When I'm studying my canister stove, I at the very least factor in the following variables before making any assumptions:
1. The stove and how its underlying technology compares with similar stoves
2. I must assume that there are no defects with my stove (already not a scientific experiment) or purchase a number of stoves which I cannot afford to control for manufacturing defects (my kid plays hockey; not happening)
3. Fuel Source and corresponding characteristics at varying temperatures and altitudes (beyond me to measure purchased product)
4. Altitude
5. Water purity, quantity, and temperature
6. Pot size, shape, mass, and temperature
7. Ambient temperature
Then measure:
1. Time from 40* to appropriate boiling temperature corresponding with appropriate atmosphere of pressure
2. Heat output of stove to achieve boil (currently estimating)

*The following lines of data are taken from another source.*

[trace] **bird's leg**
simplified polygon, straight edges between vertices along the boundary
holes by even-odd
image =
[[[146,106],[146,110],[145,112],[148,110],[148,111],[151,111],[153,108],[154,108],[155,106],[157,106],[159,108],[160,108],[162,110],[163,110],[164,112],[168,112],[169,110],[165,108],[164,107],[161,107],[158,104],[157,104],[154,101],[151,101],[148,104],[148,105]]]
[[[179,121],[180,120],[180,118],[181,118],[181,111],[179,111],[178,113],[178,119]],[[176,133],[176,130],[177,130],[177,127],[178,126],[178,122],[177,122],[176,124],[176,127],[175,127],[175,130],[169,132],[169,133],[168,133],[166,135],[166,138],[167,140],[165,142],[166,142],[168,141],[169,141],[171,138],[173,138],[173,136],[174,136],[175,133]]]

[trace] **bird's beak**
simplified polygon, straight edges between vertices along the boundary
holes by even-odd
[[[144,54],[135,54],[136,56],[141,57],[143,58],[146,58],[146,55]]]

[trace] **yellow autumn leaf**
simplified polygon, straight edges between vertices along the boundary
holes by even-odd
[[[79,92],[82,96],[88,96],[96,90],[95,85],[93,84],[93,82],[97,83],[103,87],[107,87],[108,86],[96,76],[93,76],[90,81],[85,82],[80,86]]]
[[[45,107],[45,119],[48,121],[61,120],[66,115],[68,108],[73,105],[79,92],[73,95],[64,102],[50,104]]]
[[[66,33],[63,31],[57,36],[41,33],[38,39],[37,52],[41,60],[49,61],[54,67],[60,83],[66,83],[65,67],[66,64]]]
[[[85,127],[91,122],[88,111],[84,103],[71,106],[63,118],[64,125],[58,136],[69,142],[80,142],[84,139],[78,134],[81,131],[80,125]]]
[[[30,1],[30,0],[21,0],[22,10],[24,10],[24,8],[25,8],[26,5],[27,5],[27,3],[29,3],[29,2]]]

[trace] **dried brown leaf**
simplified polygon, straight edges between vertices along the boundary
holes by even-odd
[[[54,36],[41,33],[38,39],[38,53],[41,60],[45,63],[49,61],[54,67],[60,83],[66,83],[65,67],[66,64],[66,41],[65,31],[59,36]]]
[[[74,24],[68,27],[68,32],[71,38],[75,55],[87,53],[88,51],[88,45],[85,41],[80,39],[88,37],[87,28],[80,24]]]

3. Fuel consumed by weight
I leave a few bottles of water in my fridge so they will be 40* when I run my tests; this works better for me than tap water to achieve a consistent starting temperature. My plan is to carry a thermometer with me this summer to calculate the average water temperature of the streams I cross in the Cascades to determine how close 40* refrigerated water represents what I will encounter in the field.
IMHO most fuel sources with the exception of canisters and bio fuel are easy to control for a test. I was in recent history (I'll humbly admit) on the losing end of a debate on the best way to test canisters. On a personal level, I have no interest in refilling a canister nor do I have the skill set and knowledge to measure the fuel mixtures commercially available fuel. This leaves too many variables unmeasured before I run my test and I'm forced to assume that Jetpower/Gigapower,MSR,whatever canister will perform within 10% of what I observe in a controlled environment (huge leap of faith).
Since I do not have the resources to conduct a truly scientific test at all temperatures and altitudes, I compensate by allowing for a measured margin of error and back up my canister stove with an appropriate number of Esbit tablets, or on a longer trip, an extra canister.
For example, I know that my Soto stove will boil 14 pints of 40* water at 400' at 32* ambient temperature. If I'm on a lazy week long solo trip in late spring at 1000' where I'm boiling water twice a day, I'll pack two extra Esbit tablets, won't bring water to full boil, and maximize the use of my cozy to mitigate the larger margin of error resulting from my inability to control for fuel consistency and unknown variances in stove output due to productions inconsistencies.
I do not have the time, money, or laboratory resources to analyze my equipment to reduce the margin of error and quite honestly it would never pay for me to make that investment.